Week in review: Vectorization, numerical stability, and biological accuracy

3 minute read

Published:

Modernizing eight research codebases at once sounds like a terrible idea, and some weeks it feels like one. But working across optics, biophysics, robotics, and geostatistics in parallel has surfaced a pattern: the same three engineering challenges keep showing up in every domain, wearing different clothes.

Vectorization

The single biggest performance improvement across all projects has been replacing explicit Python loops with NumPy broadcasting and vectorized operations. The most dramatic example: in the Cellular Potts Model, the adhesion energy computation between all cell pairs used a triple-nested loop.

Adhesion energy (before):
E_adh = Σ_i Σ_j Σ_neighbors J(σ_i, σ_j) · (1 − δ(σ_i, σ_j))   →   O(n³)

Reshaping the interaction matrix and using broadcasting brought it down to a vectorized pairwise computation:

Adhesion energy (after):
E_adh = J[σ_grid, σ_shifted] · mask   →   O(n²), vectorized

The constant factor shrank enough to handle hundreds of cells in real time. In the SOFI pipeline, cumulant computation moved from frame-by-frame accumulation to windowed batch processing over the full time stack. The optical tweezers Gerchberg-Saxton algorithm now runs entirely as FFT-plus-array operations with no Python-level iteration inside the main loop. In every case, wall-clock time dropped by one to two orders of magnitude.

Numerical stability

Each domain brought its own flavor of “the math is right but the numbers are wrong.”

Phase overflow fix

The optical tweezers had phase values overflowing at 10^16 radians because SI units produced a characteristic scale far beyond what float64 can resolve after a modulo operation. The fix was dimensionless reformulation:

Phase overflow fix:
SI: K_j = (2π/λf) · Δp² · N · (u·x_j + v·y_j) → 10¹⁶ rad
Dimensionless: K_j = α(u·x_j + v·y_j),   α ≈ π

The CPM collision resolver oscillated forever because naive repulsion and adhesion forces fought each other across time steps. The Darcy flow solver for well placement used a Jacobi iteration that diverged quietly when the permeability contrast exceeded 10³. In every case, the fix was not to change the physics but to change the numerical formulation – dimensionless coordinates, relaxation sweeps, preconditioning. Stability is an engineering constraint, not a mathematical afterthought.

Biological accuracy

The most humbling part of working on biophysical simulations is that nature already ran the experiment.

Collision resolution

Contact Inhibition of Locomotion means cells repolarize away from collisions, not through them:

CIL repolarization:
polarity_new = normalize(polarity − 0.3 × contact_direction)

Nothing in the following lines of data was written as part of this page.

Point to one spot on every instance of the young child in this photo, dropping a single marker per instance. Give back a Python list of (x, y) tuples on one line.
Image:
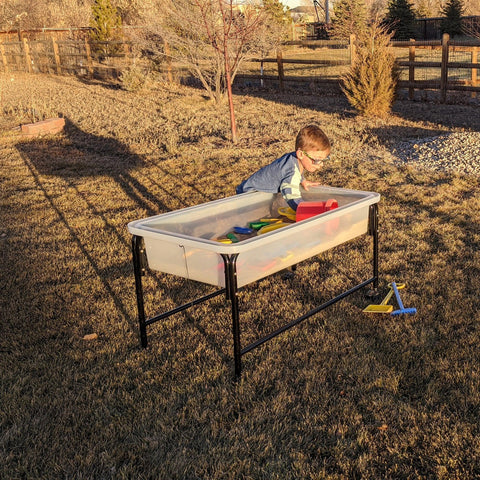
[(285, 174)]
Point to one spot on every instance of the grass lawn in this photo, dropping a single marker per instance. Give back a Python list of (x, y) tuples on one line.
[(346, 395)]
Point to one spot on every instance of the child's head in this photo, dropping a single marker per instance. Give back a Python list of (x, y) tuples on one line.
[(312, 146)]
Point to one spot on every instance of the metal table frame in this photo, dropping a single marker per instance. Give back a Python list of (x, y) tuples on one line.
[(231, 292)]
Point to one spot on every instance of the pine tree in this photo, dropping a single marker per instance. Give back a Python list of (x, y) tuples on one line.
[(452, 23), (350, 17), (370, 85), (400, 19), (105, 25)]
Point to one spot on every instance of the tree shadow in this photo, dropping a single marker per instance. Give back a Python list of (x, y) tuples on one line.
[(75, 158)]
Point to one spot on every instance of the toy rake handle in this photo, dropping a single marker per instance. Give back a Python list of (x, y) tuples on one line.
[(399, 301)]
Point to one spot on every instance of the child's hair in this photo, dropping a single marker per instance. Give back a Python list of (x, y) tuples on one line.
[(312, 137)]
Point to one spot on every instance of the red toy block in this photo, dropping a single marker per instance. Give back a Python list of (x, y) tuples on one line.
[(310, 209)]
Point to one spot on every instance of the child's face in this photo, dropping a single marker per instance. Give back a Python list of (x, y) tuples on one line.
[(312, 160)]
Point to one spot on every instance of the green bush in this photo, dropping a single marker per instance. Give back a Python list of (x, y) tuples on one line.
[(370, 85)]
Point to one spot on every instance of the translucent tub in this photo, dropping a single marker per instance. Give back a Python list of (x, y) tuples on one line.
[(183, 242)]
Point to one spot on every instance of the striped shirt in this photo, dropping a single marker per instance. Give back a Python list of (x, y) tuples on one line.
[(283, 175)]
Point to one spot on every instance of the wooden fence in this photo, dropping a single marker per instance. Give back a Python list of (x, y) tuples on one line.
[(78, 57), (439, 61), (444, 72)]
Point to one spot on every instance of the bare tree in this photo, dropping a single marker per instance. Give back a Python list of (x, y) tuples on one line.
[(210, 38)]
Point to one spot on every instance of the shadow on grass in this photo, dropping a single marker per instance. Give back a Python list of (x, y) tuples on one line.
[(80, 157)]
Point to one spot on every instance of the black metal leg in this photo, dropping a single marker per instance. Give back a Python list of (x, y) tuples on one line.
[(230, 262), (139, 269), (373, 230)]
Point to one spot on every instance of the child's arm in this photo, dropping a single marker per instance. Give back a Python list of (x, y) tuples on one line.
[(306, 184)]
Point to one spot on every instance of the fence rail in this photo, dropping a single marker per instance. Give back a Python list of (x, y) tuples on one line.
[(80, 57), (443, 74), (444, 65)]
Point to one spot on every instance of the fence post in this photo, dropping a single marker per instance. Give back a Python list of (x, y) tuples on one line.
[(444, 69), (280, 68), (474, 70), (166, 48), (88, 53), (58, 66), (411, 68), (353, 52), (127, 51), (28, 58), (4, 57)]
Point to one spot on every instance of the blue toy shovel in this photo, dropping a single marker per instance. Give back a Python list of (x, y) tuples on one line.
[(402, 309)]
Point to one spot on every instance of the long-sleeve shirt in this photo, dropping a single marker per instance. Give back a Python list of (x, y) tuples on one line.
[(283, 175)]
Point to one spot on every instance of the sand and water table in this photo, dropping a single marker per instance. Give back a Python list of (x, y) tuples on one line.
[(186, 243)]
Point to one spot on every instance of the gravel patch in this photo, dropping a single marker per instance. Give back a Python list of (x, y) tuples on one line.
[(453, 152)]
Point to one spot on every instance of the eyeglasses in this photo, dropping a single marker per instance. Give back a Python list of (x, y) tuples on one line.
[(315, 161)]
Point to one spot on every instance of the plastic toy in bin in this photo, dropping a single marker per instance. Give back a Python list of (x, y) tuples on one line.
[(310, 209)]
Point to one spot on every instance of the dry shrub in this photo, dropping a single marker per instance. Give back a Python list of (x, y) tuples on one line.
[(371, 82)]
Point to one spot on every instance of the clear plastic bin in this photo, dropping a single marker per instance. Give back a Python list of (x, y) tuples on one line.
[(183, 242)]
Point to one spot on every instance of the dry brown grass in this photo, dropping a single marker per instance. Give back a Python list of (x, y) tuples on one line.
[(343, 396)]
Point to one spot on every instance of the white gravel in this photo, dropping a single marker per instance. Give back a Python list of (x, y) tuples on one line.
[(459, 152)]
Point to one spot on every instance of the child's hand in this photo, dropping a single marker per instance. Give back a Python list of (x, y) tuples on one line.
[(306, 184)]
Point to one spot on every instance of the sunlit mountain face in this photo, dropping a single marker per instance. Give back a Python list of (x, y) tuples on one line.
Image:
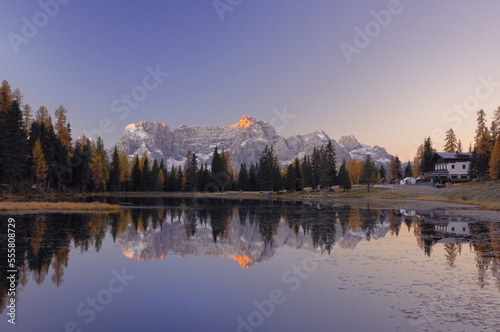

Hertwig’s rule says cells divide along their longest axis – implementing anything else produces tissue geometries that look wrong to any biologist in the room. The EVL elastic coupling in the embryo simulator must pull but never push, because that is what Oteiza and colleagues measured in 2015:

EVL spring (pull-only):
F_EVL = k₀ · exp(−d / 0.3) × max(0, θ_EVL − θ_cell)

These are not optional features or nice-to-haves. They are hard constraints from decades of experimental observation, and ignoring them produces simulations that converge beautifully to answers that are biologically meaningless.

All eight repositories now include test suites, documentation with SVG diagrams, and working web demonstrations where applicable. They are publicly available on GitHub – not because the code is perfect, but because reproducibility matters more than polish.